The Study of Religion

Religion

Religion is a term that describes a variety of beliefs, rituals, and practices from around the world. It includes many different spiritual, transcendental, and faith-based systems of belief. It can also include rituals, traditions, values, and customs.

Religion can be comforting or terrifying (Xygalatas et al 2013; Acevedo and Thompson 2013). It can make people feel closer to each other, or it can divide them. It can help people learn moral behavior and strengthen social order, or it can be a cause of violence and oppression.

There are a variety of ways to approach the study of religion, and scholars use different approaches to explain how it works. Some focus on one aspect of the phenomenon and others use a more holistic model to describe all the aspects.

Monothetic Definitions

Some scholars use a monothetic approach to define religion, such as the approach of the philosopher John Tylor (1910), who defines it as “the general order of life in which participants take their ultimate concern.” This approach produces relatively clear lines between what is and is not a religion, and it tends to produce more precise definitions.

Polythetic Definitions

Some philosophers have used a polythetic approach to define religion, such as the work of the French philosopher Michel Foucault (2001), who defines it as “an existential complex.” This approach can produce more flexible definitions, but it usually focuses on a set of properties that a religion must possess in order to be considered religion.
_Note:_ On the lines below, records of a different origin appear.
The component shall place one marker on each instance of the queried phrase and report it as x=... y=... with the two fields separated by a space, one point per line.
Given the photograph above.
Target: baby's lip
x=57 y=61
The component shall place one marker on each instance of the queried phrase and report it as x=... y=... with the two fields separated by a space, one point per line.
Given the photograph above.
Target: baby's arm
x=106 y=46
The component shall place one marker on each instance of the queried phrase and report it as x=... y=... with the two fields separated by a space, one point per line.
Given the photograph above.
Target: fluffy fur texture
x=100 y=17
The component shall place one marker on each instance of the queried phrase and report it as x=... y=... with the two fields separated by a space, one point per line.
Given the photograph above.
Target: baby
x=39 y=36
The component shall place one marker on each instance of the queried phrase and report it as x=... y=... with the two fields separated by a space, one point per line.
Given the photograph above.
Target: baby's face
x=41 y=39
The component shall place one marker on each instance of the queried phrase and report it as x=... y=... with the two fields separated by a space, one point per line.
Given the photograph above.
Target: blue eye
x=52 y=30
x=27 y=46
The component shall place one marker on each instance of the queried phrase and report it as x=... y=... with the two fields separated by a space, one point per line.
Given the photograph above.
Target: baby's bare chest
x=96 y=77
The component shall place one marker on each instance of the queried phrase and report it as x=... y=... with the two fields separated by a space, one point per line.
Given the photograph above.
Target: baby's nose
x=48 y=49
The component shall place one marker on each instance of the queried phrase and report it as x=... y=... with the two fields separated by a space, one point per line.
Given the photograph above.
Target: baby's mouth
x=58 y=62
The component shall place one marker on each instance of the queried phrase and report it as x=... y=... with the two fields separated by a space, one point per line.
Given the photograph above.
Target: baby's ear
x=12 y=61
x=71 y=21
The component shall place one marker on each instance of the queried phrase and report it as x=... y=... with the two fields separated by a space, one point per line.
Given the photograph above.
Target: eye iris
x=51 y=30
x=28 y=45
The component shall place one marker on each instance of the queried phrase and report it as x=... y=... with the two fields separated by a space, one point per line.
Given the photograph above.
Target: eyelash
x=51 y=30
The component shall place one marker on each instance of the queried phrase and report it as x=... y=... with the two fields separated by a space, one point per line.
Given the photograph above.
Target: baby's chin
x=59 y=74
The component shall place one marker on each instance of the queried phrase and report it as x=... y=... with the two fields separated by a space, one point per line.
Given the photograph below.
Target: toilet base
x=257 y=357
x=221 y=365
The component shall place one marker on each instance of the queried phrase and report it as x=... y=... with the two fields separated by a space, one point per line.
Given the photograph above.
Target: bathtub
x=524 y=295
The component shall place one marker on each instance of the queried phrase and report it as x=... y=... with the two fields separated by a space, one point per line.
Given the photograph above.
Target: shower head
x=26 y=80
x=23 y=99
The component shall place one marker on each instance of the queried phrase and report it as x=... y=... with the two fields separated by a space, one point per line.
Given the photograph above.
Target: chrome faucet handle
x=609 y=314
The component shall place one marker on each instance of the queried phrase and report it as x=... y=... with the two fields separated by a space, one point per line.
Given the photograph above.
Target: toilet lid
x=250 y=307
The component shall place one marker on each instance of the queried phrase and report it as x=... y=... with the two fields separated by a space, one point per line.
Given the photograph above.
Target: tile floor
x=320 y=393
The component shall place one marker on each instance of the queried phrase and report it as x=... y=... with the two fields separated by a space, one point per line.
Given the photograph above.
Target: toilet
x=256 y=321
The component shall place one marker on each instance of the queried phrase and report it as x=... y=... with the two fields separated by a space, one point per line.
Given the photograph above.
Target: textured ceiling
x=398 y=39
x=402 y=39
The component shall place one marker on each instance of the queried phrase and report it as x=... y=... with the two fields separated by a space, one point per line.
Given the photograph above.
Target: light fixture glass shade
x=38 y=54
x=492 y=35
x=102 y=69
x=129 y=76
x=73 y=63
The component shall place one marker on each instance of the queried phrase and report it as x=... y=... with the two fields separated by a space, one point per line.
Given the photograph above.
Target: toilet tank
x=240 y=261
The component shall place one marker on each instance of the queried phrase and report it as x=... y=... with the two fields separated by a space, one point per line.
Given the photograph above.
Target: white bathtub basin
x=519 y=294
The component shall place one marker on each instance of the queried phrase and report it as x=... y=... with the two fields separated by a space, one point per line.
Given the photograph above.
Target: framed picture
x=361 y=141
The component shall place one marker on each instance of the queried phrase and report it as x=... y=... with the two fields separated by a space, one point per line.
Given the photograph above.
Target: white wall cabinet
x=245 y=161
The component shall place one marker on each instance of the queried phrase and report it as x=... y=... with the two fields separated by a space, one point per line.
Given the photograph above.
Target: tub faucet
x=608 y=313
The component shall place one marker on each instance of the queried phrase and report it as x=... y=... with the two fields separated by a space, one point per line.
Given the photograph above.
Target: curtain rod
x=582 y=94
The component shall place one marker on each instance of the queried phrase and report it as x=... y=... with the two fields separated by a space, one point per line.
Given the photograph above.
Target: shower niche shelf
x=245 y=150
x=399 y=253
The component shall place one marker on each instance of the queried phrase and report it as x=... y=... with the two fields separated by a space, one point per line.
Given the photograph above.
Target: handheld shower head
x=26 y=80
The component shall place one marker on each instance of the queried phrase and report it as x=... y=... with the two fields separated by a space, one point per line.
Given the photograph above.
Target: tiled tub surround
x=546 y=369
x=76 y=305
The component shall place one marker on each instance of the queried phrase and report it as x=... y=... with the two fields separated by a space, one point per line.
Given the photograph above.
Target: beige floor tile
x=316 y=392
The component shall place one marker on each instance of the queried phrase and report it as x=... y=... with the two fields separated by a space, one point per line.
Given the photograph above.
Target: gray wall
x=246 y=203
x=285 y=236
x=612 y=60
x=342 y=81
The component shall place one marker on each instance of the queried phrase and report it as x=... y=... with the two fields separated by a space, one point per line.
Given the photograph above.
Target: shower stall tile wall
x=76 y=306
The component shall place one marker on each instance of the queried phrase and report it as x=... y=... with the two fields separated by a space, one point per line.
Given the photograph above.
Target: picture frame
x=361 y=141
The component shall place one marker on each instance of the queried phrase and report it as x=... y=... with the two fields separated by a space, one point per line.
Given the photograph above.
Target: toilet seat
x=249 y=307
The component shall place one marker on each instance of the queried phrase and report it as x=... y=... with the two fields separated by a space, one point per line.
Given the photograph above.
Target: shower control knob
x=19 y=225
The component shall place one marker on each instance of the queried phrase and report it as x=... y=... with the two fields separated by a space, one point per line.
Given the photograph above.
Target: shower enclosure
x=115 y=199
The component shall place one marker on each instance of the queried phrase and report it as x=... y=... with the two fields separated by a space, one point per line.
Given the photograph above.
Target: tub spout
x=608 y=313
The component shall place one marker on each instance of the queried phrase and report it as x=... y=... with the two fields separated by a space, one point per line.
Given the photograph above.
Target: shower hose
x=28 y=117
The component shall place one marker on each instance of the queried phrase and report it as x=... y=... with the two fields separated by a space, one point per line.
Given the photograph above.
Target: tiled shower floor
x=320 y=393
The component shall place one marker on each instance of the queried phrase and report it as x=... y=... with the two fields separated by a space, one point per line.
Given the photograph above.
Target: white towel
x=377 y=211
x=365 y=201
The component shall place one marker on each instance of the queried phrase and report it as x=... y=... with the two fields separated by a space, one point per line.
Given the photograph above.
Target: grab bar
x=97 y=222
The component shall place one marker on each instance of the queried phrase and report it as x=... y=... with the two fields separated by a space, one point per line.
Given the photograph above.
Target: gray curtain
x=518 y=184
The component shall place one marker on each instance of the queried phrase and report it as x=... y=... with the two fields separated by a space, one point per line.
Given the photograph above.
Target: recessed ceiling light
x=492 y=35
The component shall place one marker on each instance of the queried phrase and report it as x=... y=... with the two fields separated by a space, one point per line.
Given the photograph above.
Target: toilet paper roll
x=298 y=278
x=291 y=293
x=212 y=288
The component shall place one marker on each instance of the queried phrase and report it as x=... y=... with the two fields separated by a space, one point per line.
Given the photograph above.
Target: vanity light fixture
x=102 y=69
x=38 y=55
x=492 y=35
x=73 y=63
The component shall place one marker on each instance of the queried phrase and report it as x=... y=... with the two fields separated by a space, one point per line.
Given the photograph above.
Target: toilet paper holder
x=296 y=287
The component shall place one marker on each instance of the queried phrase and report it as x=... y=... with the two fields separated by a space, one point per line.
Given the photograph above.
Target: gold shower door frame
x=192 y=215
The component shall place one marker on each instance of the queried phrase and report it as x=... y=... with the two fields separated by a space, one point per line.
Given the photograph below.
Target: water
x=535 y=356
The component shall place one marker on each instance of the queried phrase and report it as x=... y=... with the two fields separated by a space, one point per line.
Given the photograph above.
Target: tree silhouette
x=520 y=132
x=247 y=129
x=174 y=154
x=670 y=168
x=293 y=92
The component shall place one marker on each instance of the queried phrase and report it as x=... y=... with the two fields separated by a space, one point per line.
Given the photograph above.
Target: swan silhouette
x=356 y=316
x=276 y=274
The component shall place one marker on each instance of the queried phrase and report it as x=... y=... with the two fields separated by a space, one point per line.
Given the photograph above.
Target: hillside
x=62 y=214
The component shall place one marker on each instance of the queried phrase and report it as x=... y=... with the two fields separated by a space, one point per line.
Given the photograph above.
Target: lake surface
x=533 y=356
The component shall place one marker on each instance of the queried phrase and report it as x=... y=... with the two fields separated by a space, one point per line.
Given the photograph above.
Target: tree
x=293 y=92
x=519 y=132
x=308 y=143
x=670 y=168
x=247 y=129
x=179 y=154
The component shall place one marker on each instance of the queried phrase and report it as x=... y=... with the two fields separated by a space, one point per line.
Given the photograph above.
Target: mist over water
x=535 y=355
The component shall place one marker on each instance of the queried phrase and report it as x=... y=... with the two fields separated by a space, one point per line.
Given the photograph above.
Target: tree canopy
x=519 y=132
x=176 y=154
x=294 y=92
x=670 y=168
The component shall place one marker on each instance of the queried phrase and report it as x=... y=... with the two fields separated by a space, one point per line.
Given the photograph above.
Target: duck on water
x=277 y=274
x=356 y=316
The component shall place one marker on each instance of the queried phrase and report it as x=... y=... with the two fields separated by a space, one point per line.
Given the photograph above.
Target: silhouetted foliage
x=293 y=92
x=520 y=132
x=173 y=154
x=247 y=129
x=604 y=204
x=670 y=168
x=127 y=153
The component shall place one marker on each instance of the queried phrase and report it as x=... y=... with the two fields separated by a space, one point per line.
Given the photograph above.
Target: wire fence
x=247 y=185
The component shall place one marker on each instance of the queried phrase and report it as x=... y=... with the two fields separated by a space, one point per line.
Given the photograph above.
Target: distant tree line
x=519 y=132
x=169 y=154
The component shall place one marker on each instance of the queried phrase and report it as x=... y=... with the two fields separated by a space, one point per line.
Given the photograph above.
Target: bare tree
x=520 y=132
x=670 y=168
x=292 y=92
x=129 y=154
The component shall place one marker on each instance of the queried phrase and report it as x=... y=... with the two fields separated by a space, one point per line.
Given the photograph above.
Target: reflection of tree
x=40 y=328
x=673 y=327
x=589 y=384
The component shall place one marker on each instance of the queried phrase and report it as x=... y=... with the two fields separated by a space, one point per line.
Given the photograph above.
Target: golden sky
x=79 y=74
These properties may be a person’s beliefs in supernatural beings, the social order that a society takes as its ultimate concern, or the rituals, ethics, and scriptures that a religion consists of.

The most common way to approach the study of religion is through a more neutral, or functional, understanding of it. This perspective is especially prevalent in Emile Durkheim’s work, which suggests that religion is an agent of social control and provides a glue that holds societies together.

Other philosophers have adopted more a positive, or idealistic, view of it. For example, Karl Marx (1799-1883) argued that religion is an expression of human aspirations. He posited that religion reveals the human psyche, and it can be seen as a reflection of the collective unconscious.

In the late 19th century, scholars such as Emile Durkheim and Paul Tillich argued that religion should be defined as whatever dominant concern serves to organize a person’s values. They emphasized the role of religion in creating solidarity, and they focused on how religion helps people to understand their lives and their place in the world.

The emergence of more systematic knowledge of cultures worldwide and the advent of the social sciences helped to open up new possibilities for the study of religion. This has led to a broader understanding of the diverse and often conflicting kinds of religions in the world. It has also spurred the reflexive turn in the social sciences and humanities, which has been interested in examining the constructed nature of the objects previously taken for granted as unproblematically “there.”